BASF, Sabic and Linde in final stages of demo plant for e-cracker
The joint project between chemical firms BASF, Sabic, and Linde to build the world’s first electrically heated steam cracker furnaces hit an important milestone recently with the installation of the last transformers for the demonstration plant.
This is one of the final and most crucial steps of the construction and has taken place about a year after construction started.
Completion is scheduled for the end of 2023, followed by a stepwise commissioning.
The electricity-based heating concepts for olefin production, which will be tested at the plant in the future, require a total of 6 megawatts of renewable energy. The transformers convert current to the voltage required at the plant. There are nine transformers in total, and through each of them flows several thousand amps of current.

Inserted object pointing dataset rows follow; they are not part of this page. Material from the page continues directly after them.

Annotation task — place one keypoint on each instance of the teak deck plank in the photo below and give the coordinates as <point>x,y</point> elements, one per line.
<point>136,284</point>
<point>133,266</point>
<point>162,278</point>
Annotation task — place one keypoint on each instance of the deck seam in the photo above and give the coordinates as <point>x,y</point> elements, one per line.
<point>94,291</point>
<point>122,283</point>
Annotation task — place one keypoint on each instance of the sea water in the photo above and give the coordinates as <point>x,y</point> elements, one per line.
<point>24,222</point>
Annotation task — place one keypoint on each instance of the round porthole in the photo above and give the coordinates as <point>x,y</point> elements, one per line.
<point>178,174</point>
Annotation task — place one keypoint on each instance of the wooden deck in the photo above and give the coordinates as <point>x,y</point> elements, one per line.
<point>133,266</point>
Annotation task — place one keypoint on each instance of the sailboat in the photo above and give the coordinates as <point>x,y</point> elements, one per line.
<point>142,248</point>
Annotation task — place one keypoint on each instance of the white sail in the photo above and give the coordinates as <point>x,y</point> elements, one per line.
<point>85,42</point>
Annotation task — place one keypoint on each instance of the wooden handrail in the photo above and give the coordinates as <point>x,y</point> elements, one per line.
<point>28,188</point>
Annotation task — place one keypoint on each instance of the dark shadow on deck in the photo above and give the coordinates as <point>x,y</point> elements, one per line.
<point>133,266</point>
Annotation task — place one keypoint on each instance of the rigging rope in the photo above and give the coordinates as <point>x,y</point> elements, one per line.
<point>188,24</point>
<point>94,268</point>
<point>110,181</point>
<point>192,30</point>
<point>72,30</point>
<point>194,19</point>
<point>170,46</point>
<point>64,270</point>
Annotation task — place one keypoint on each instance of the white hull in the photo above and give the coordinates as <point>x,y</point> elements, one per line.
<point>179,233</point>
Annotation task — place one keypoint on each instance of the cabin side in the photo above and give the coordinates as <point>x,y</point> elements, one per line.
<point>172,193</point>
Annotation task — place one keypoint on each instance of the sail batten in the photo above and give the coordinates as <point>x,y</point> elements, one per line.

Thanks to the novel heating concepts, and by using electricity from renewable sources instead of natural gas, electric steam cracker furnaces, one of the most energy-intensive production processes, can potentially reduce CO2 emissions by at least 90% compared to conventional technologies.
The demonstration plant will be fully integrated into one of the existing steam crackers at BASF’s Verbund site in Ludwigshafen, Germany.
The German Ministry for Economic Affairs and Climate Protection is sponsoring the project with EUR14.8 million as part of the “Decarbonisation in Industry” funding program, financed by the European Union’s NextGenerationEU fund.